Which arch-conservative candidate was drawing such a crowd? Rick Santorum? Ron Paul? Rick Perry? Michele Bachmann? Nope, nope, nope, nope. It was the moderate, Mitt Romney. The moment hinted at what strikes me as a common misconception in the national coverage of the primaries. In Frank Rich's latest column for New York magazine, he warns of the unreconcilable extremism of the 75 percent of Republican voters who are not yet ready to fall in line behind Romney. No doubt, there's an element of truth to this generalization -- what remains of the old-line, moderate Republican establishment has by and large fallen in line behind Romney. But out here in Iowa, the picture looks more complicated. Plenty of Republican voters who are unsure about Romney feel that way not necessarily because he is insufficiently wild-eyed for their tastes, but also because he simply rubs them the wrong way, is hard to relate to or seems less than entirely sincere.
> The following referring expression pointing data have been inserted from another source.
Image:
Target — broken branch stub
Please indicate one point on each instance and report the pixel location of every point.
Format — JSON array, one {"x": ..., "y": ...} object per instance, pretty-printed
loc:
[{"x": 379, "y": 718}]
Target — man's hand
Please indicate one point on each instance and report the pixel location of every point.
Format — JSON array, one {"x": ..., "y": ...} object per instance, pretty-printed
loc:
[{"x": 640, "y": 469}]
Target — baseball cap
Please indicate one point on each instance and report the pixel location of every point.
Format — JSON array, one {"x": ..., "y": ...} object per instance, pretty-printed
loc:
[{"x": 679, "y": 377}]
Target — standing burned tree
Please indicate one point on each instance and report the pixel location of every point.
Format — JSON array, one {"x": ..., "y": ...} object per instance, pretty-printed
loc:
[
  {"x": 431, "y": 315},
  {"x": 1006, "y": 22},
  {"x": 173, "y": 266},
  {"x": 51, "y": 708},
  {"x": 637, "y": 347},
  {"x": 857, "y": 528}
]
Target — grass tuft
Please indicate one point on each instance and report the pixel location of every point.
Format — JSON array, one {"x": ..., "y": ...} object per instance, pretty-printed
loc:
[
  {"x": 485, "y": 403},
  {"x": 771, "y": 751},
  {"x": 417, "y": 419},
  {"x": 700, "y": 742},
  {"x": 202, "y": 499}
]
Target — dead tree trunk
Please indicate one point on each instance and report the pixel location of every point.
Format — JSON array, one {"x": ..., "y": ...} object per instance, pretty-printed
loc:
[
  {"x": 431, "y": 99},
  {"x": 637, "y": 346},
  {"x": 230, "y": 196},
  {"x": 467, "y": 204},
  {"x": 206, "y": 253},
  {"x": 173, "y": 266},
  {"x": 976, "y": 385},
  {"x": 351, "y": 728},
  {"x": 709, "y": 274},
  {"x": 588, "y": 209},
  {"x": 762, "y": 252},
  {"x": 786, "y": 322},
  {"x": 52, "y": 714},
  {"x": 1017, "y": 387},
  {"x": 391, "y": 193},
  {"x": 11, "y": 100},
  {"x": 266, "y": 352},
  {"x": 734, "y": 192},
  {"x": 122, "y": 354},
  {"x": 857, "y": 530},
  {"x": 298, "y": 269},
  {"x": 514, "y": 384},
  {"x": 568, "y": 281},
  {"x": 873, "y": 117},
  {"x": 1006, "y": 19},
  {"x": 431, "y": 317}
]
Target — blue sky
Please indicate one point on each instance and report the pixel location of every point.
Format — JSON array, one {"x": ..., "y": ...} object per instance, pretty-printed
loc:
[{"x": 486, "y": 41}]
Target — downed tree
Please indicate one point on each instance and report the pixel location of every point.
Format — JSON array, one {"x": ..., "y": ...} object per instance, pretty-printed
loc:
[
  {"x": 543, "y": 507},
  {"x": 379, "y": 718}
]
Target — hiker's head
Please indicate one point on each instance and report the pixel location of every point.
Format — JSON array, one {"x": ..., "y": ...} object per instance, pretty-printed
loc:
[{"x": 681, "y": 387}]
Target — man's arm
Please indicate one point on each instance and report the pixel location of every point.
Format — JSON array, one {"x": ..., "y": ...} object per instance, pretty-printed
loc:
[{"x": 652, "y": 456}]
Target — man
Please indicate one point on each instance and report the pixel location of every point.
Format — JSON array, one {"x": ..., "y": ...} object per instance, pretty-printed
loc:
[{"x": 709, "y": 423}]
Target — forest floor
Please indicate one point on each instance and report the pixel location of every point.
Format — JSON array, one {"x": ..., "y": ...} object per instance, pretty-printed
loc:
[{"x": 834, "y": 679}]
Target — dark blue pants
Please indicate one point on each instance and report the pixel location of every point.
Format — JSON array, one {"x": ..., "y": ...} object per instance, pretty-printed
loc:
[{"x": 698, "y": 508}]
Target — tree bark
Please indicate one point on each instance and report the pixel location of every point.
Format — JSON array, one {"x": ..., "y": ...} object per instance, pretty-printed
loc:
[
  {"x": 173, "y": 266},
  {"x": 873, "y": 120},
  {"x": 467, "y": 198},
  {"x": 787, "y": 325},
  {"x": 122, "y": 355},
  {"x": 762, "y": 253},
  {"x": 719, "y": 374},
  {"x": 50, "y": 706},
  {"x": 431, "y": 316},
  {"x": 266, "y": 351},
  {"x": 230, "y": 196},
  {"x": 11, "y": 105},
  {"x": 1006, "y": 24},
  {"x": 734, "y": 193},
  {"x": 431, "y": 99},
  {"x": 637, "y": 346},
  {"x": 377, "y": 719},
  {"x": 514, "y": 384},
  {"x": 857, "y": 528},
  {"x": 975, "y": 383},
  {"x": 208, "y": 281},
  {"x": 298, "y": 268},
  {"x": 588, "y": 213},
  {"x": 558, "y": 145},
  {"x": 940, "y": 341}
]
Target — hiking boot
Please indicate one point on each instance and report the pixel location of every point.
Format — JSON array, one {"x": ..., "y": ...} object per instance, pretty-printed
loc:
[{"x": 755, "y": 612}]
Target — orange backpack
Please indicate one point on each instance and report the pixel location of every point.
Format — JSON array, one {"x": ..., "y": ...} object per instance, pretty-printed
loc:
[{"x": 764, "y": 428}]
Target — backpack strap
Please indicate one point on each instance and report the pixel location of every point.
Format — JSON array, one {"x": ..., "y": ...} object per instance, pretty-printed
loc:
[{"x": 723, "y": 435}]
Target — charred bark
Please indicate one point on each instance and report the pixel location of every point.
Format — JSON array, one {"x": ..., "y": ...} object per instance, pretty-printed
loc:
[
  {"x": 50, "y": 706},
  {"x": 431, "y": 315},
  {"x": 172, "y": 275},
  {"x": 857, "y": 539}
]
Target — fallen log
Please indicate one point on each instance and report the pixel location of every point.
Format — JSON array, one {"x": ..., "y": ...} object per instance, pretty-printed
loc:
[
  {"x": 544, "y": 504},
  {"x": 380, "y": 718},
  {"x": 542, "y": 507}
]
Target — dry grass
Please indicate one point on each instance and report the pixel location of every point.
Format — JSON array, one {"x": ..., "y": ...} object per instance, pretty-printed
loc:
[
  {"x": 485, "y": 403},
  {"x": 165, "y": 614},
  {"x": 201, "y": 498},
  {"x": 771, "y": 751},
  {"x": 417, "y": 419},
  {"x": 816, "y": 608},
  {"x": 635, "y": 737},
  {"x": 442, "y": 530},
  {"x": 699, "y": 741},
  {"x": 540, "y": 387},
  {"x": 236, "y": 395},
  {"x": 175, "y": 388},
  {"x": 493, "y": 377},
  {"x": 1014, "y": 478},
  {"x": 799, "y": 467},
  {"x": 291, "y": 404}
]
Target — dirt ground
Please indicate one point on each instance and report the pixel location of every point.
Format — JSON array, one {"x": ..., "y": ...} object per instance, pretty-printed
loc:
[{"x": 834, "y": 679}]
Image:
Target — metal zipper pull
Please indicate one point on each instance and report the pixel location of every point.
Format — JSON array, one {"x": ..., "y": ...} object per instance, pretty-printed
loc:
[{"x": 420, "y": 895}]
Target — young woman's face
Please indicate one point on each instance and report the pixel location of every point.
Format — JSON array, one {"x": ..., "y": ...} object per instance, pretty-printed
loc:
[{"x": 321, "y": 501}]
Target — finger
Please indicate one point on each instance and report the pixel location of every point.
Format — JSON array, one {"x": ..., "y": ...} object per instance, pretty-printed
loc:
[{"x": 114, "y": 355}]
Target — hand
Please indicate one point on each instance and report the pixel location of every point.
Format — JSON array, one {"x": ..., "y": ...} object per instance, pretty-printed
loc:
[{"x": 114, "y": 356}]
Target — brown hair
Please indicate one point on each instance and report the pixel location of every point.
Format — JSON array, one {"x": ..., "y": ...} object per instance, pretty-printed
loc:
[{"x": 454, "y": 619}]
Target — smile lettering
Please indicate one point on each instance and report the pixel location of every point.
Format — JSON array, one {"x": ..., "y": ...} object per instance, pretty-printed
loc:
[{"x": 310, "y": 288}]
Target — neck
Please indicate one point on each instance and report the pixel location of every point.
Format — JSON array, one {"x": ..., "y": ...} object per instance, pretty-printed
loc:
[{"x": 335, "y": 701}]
And those who are supporting Romney are not necessarily milquetoast moderates who like him for his presumed technocratic competence -- plenty of them are the really hard-core partisans who prefer him because they see him as the most likely to ground Barack Hussein Obama into the dust, like the older lady from Sioux City I quoted earlier, who calls Obama "frightening."
Looking at the choice this way perhaps helps explain the late Santorum wave. Santorum may possess the full culture-warrior outlook, as I described in a recent dispatch, but he is is not exactly breathing fire on the trail. What is striking about his campaign persona, in fact, is how humdrum he is. Not charismatic, exactly -- he reacts to voters' praise and encouragement with a mild nod or swallowed thank you, without any of Mike Huckabee's bonhomie. But he is, for an ideologue with a problematic internet trail, surprisingly normal in his affect. Unlike Romney and even the nouveau-riche Perry in his fancy suits, Santorum comes across as distinctly middle-class, with the hint of a duck-tail tuft of hair at the nape of his neck, a slightly lumbering walk and, above all, those sweater vests. He arrives at events in the same Dodge Ram he's been driving around Iowa for weeks, while Romney and now even Paul zip around in private jets. For those in the know, there is the added fact of Santorum's young daughter's disability. "I've been telling people for a long time that Santorum's going to be the surprise in this race," said Marlys Popma, a longtime leader of the anti-abortion movement in Iowa who stayed uncommitted this race. "He's been in people's living rooms, he's taken the process seriously." Standing in contrast is Romney, with his five flawless sons and 16 grandkids, and his wife Ann, whose way of humanizing him is to declare, as she did in Council Bluffs, that he is pretty much perfect: "I can promise you that his character is exemplary that the's always done the right thing in his life, in every respect." Well, isn't that nice.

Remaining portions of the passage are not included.